The BSOD follows the opening of a VRAM-intensive application while training runs on the GPU. I've opened such applications regularly in the past without problems, with even bigger models, and the applications would utilize shared memory if they didn't have enough (which training cannot do) - no clue what's different now.
Training runs in __main__ under try-except, and the dump file informs (as here),
Typically, the referenced address is in freed memory or is simply invalid.

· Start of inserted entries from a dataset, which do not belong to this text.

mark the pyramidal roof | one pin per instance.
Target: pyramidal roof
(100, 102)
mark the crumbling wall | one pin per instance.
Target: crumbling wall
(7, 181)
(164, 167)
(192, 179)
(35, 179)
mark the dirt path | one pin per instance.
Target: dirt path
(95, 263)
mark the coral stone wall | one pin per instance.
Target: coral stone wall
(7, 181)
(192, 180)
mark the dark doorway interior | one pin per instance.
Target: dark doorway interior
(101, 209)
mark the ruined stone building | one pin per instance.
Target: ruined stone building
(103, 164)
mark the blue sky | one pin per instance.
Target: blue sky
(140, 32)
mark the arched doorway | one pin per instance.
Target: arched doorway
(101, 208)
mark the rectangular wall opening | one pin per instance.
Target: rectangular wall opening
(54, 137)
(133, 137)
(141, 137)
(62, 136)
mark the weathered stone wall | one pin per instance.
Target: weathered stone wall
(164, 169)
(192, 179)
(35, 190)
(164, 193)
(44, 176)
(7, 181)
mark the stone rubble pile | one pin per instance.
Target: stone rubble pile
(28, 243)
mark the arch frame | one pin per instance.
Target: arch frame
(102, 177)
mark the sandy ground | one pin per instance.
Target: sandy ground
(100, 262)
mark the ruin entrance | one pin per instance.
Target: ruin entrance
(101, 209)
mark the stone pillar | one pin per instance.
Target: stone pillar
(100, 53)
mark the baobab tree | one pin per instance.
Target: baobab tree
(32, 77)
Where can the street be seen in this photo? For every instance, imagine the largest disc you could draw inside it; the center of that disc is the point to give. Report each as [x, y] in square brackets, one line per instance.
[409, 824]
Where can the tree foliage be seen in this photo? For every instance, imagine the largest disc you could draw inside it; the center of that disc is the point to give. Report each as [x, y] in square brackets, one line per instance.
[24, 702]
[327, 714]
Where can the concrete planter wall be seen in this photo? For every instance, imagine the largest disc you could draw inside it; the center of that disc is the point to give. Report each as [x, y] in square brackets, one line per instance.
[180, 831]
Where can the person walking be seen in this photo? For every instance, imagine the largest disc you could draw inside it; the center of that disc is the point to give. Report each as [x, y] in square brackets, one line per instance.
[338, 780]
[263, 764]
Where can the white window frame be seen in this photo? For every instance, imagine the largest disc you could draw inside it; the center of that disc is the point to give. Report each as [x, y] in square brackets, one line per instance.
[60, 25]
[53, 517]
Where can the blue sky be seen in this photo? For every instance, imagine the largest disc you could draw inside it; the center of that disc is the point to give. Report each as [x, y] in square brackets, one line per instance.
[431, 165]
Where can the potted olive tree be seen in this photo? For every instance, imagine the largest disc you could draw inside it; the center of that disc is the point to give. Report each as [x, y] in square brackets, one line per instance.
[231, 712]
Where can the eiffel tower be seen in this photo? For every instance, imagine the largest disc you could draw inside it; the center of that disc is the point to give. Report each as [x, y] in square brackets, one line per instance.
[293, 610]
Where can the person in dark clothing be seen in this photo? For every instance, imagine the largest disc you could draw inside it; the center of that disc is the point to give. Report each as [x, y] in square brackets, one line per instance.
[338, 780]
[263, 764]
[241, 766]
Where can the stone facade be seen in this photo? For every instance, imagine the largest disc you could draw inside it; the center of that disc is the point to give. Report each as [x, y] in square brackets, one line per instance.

This cannot be protected by a try - except handler -- it can only be protected by a probe or similar programming techniques.
If I replace with try-finally, it's nearly the same message, except it does say try-finally instead, despite there being numerous try-excepts leading in non-__main__ code. I've yet to try running without try in __main__.
Training runs via PyTorch Lightning, AMP16, no multiprocessing. It's not easily reproduced, and the dump file doesn't seem to point to Python code. How can this be debugged?
Env info: Windows 10 x64, RTX 2080 Super, AMD Ryzen 5 3600, BIOS 4602, latest drivers
Python 3.8.12, pytorch 1.10.0, pytorch-lightning 1.5.7
Dump summary:
************* Path validation summary **************
Response Time (ms) Location
Deferred srv*
Symbol search path is: srv*
Executable search path is:
Windows 10 Kernel Version 19041 MP (12 procs) Free x64
Product: WinNt, suite: TerminalServer SingleUserTS Personal
Edition build lab: 19041.1.amd64fre.vb_release.191206-1406
Machine Name:
Kernel base = 0xfffff803`80e00000 PsLoadedModuleList = 0xfffff803`81a2a2b0
Debug session time: Fri Jan 21 19:46:53.513 2022 (UTC + 4:00)
System Uptime: 0 days 0:57:47.148
Loading Kernel Symbols
...............................................................
................................................................
................................................................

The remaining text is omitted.